There is considerable hubbub floating around the wine web world these days as a result of a controversial report by the Marin Institute recently reporting the fallacy of the California Family Owned Winery. As a representative of many "family owned cali wineries" I can assure you, they do exist. This report has been taken perhaps a little too literally by some. The gist of the report is pretty simple: 81.9% of all wine produced in California is under the umbrella of some half dozen or so diversified (often in Liquor and/ or beer) multinational corporations. For those in the industry surprised by these numbers, you simply haven't been paying attention.
While I could rail, and have, about the public being duped, the virtual winery betraying consumers trust, and many other problems. I will instead focus on one glaring reason why the aforementioned statistic is not changing anytime soon: distribution. What was the unspoken reason for Inbev's ludicrous acquisition of Budweiser? The channels of distribution. Trucks and feet on the streets win nearly every battle in this industry.
Now, our good friend Tom Wark probably believes that the way around this is to allow direct shipping to all states. This would in theory, open up the flood gates and change the balance. I believe the impact of this would be minor. As much as we all would like to believe to the contrary, the flow of information does not begin and end with the publications like Spectator and Parker, nor is it with the Gary Vee, but with the traditional 3 tier system. The overwhelming majority of consumers buying the wines mentioned in the report, learn about these from their local vendor. The battles aren't won in the big city wine shops or 4 star restaurants, but in the mid markets with the moderately (wine) educated that want to find a dependable brand with relate able packaging and labels. This is the arena where the marketers have won. The other? suppressing the sophistication. No, not by nefarious means, but by sheer ease of selling the generic crap with a slick package. This is the domain of the big distributors: distilling a wine down to a slick campaign, a few bullet points, and crazy competitive pricing that makes the retailer (or restaurateur) feel like the first person on the block to discover this brand new find from blah blah blah.

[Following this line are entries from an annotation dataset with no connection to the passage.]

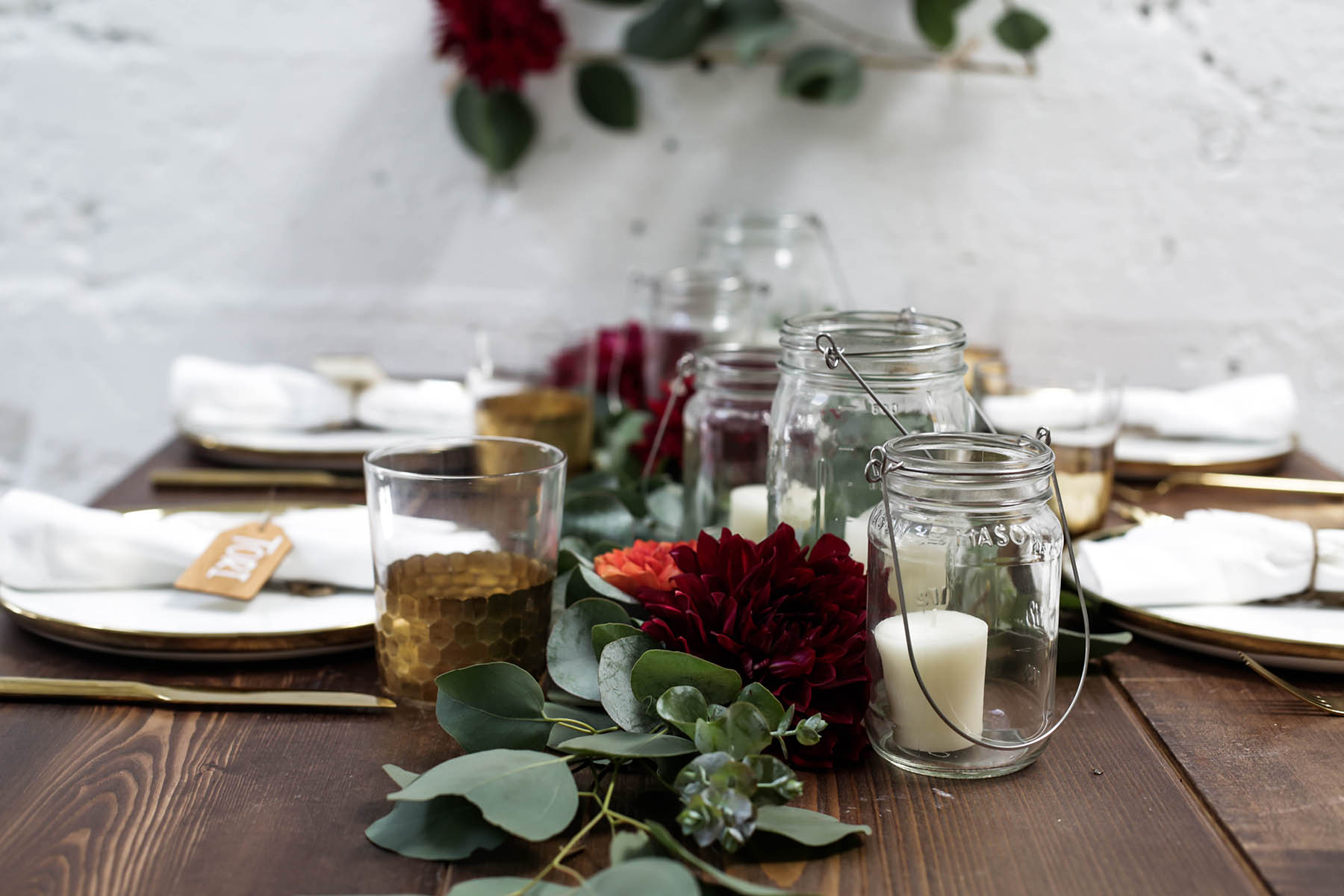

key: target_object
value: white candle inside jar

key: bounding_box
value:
[729,485,770,541]
[872,610,989,752]
[777,482,817,541]
[844,504,882,567]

Meanwhile, here is mister small distributor sulking in the corner with his or her crazy good, small production, single vineyard wine at twice the price and three time more complicated story. How can you win?
- Your wine is awesome for a reason, proudly explain it, and make it simple
- Your story had better be good, make sure the distributors know it by heart
- Listen to where the competition lies, if you can't compete on the shelves, you're doomed before your start
- Good marketing will only help you, produce great marketing materials, have a great website, and have a strong presence (i.e. Market work)

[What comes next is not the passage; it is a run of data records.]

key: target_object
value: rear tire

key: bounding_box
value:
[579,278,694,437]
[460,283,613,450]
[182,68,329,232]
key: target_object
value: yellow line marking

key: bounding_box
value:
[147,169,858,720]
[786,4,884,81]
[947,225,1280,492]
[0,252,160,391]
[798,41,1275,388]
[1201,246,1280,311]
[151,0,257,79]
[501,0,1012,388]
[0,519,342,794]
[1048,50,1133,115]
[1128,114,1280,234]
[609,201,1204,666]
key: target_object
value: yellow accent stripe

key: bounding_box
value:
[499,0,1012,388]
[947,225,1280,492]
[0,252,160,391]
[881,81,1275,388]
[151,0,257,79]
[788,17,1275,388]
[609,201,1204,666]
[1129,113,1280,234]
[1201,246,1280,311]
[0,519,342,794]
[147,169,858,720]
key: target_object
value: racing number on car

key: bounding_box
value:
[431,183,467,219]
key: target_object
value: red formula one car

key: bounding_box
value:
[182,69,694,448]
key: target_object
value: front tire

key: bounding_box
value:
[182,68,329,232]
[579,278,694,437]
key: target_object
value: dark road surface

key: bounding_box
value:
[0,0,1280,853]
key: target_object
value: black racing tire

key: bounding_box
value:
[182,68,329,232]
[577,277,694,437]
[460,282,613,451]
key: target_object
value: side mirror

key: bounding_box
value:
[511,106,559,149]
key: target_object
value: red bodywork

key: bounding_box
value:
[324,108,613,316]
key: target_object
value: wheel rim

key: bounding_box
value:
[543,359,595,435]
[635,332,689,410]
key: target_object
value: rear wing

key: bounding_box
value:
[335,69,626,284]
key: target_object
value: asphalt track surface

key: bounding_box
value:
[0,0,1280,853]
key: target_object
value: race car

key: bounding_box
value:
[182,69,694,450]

- Small distributors are often labors of love, but not always tightly run. Help them where you can, but hold them to a higher standard.
- Many larger distributors are beginning to realize the cache and credibility of small distributors, and are beginning to start their own smaller divisions to compete, this adds credence to the argument for family owned wines. In some markets, they may be worth taking a look at.
- It will require 3 times the work to sell your small family owned wine over the next Trinchero product, but it's a noble and winnable pursuit. Building a brand takes sweat equity, but cynicism for the inauthentic wines is turning your way. Your credible story is the best thing you can have (besides whats in the bottle).